Aside from the obvious power of Barbara Sukowa’s central performance, much of what is best in Margarethe von Trotta’s “Vision” lies just beneath the surface. Entirely of a piece with the writer-director’s various feminist-angled dramas, historical and otherwise, the film exalts the diverse accomplishments of the 12th-century Benedictine nun Hildegard von Bingen in a manner that is deeply serious but not austere in the Dreyer or Bresson mold. The very nature of the subject will limit commercial options to the rarefied art realm, theatrically and otherwise.
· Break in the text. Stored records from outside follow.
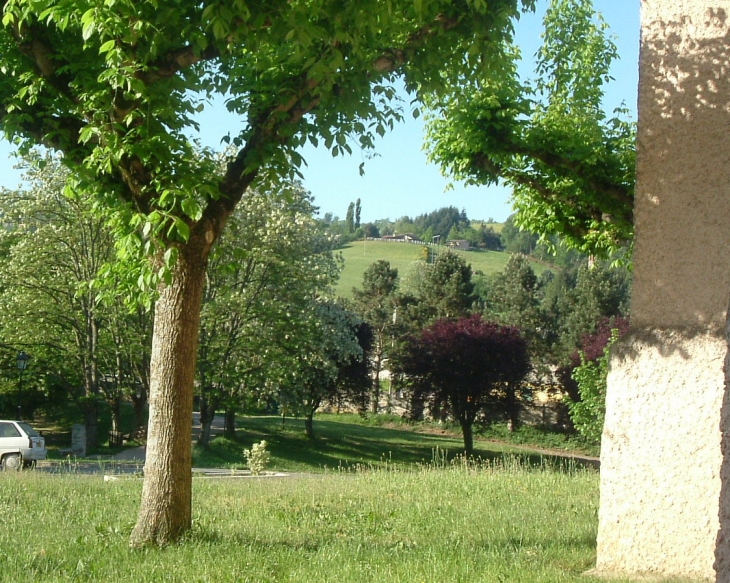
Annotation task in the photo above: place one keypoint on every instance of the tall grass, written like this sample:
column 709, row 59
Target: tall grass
column 495, row 522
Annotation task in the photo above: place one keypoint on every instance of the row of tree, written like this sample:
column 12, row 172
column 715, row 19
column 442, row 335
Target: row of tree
column 270, row 331
column 117, row 90
column 461, row 344
column 271, row 336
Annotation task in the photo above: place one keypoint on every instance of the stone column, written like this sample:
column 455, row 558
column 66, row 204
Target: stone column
column 663, row 472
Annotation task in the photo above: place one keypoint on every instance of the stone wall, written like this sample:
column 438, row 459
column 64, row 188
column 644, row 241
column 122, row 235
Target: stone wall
column 663, row 474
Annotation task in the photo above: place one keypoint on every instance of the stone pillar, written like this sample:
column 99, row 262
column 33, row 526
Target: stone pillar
column 663, row 473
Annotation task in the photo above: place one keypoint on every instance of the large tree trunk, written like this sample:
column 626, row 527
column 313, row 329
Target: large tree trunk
column 165, row 510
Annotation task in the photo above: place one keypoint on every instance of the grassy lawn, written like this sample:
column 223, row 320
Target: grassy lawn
column 360, row 254
column 347, row 441
column 494, row 522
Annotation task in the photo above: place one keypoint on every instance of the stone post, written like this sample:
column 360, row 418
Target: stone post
column 664, row 476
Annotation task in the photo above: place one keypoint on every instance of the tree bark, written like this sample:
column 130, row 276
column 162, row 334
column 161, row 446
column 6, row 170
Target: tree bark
column 207, row 413
column 91, row 421
column 309, row 425
column 466, row 430
column 166, row 506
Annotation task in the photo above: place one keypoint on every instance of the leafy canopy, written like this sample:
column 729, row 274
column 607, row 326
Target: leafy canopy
column 116, row 86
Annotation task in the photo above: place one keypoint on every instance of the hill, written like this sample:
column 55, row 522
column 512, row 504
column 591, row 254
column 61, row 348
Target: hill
column 360, row 254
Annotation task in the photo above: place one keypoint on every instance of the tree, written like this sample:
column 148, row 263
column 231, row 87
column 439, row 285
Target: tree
column 52, row 280
column 358, row 210
column 447, row 289
column 466, row 367
column 115, row 88
column 269, row 265
column 377, row 302
column 350, row 218
column 333, row 365
column 513, row 299
column 572, row 167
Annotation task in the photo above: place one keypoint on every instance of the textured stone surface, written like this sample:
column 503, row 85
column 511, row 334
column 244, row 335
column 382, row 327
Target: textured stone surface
column 660, row 458
column 665, row 508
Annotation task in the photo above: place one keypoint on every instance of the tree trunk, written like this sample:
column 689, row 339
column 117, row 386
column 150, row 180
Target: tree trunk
column 91, row 421
column 116, row 410
column 466, row 430
column 139, row 405
column 166, row 506
column 375, row 397
column 309, row 425
column 207, row 413
column 229, row 424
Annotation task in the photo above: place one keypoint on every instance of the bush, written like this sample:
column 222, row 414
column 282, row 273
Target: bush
column 589, row 413
column 257, row 457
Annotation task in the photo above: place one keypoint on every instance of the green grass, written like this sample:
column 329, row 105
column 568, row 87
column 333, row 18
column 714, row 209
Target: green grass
column 360, row 254
column 496, row 522
column 344, row 441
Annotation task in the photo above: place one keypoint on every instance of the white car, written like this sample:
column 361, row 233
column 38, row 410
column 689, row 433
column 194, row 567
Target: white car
column 20, row 445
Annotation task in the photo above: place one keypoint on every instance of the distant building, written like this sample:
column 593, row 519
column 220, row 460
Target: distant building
column 405, row 237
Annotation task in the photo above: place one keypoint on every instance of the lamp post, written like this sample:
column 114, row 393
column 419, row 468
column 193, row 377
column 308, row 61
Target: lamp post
column 23, row 359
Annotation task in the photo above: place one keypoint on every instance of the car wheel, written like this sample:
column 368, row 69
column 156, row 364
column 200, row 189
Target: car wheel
column 12, row 461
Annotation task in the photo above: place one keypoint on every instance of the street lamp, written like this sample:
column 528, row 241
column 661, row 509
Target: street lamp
column 23, row 359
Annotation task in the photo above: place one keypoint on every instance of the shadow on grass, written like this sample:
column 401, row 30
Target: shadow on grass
column 346, row 444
Outwardly, the picture examines what it took for a nun to dramatically expand her range of interests and activities into such realms as holistic medicine, scientific inquiry, music and drama, in addition to being sanctioned for expressing her “visions” of the Lord’s word, at a time when women of the cloth were not even allowed to preach. If secular as well as religious sainthood were possible, von Trotta would surely advance her film as a nomination brief in both categories.
Often angering the brothers at the Disibodenberg cloister by disputing their authority, Hildegard (Sukowa, in her fifth film with the director) does whatever it takes to get her way. This is a woman with a very special feel for how the levers of power work within the church hierarchy and, in quietly suggesting that she may have resorted to such grand subterfuges as feigning illness and near-death to achieve her ends, von Trotta would seem to be indicating, and endorsing, the “by any manipulation necessary” approach that her heroine — and, by extension, any woman — was obliged to employ.
Cheekily beginning with a brief prologue showing how the end-of-the-world predictions of certain fin de millennium Christians proved unreliable, this episodic presentation of the life of a woman who lived 81 years jumps from her being “given to God as a gift” to the order at a young age to, 30 years later, being elected magistra. Setting herself apart from sisterly docility by her thirst for the wisdom of the ancients, interest in being at one with nature, and disdain for the locally popular sport of self-flagellation, Hildegard really puts the abbot’s rosary in knots by announcing that she receives messages from God via clarifying visions.
Forced to present her case before a distinctly unsympathetic panel, the fearless and articulate Hildegard prevails by appealing to the pope himself. This emboldens her to further outrageous behavior, such as, in the wake of one novitiate’s shocking pregnancy, breaking away to establish her own cloister so her nuns can live apart from male contact.
Her great love and, eventually, Achilles heel turns out to be her young protege. The lovely, teenage Richardis (Hannah Herzsprung) is like an unbroken colt at first, sprinting around and spinning about in a way that makes you think the other nuns will, at any second, break into a chorus of “How Do You Solve a Problem Like Maria?” But Richardis eventually becomes Hildegard’s closest confidante and imagined successor, just as Hildegard was for the magistra who raised her. When, after many years, Richardis is posted elsewhere, a fierce battle and eventual trauma ensue. Hildegard’s late life story stirringly shows the breaking of yet one more barrier to women’s usefulness in the church.
For all her admiration for her subject’s bravery and intellectual adventurousness, von Trotta remains uncommitted when it comes to buying her religious utterances. Hildegard’s verbalizations of her visions mostly consist of doctrinal embroidery, insights into what God must have meant when He did this or that, and the film neither endorses nor rejects, flatters nor mocks the human vessel that articulates them. Ultimately, this is the story of a woman who, temporarily, forced the church to be a little less sexist, even as she used her wiles with more powerful men to overcome the men with immediate power over her.
Sukowa embodies her character’s imposition of will with complete conviction, just as she does Hildegard’s imposing intellect and bottomless devotion. Heino Ferch warmly plays her lifelong supporter among the monks, while Herzsprung is radiant as the daughter figure.
One moderate distraction is the production’s pristine look. After a generation or more of films dedicated to how filthy olden times really were, “Vision” almost has the appearance of a 1950s period production, with each robe and veil appearing freshly cleaned and every monastery chamber looking as though it were scrubbed that very morning, all shown off via unnaturally bright lighting.
Chris Heyne’s active score combines styles and orchestration motifs to reasonably good effect.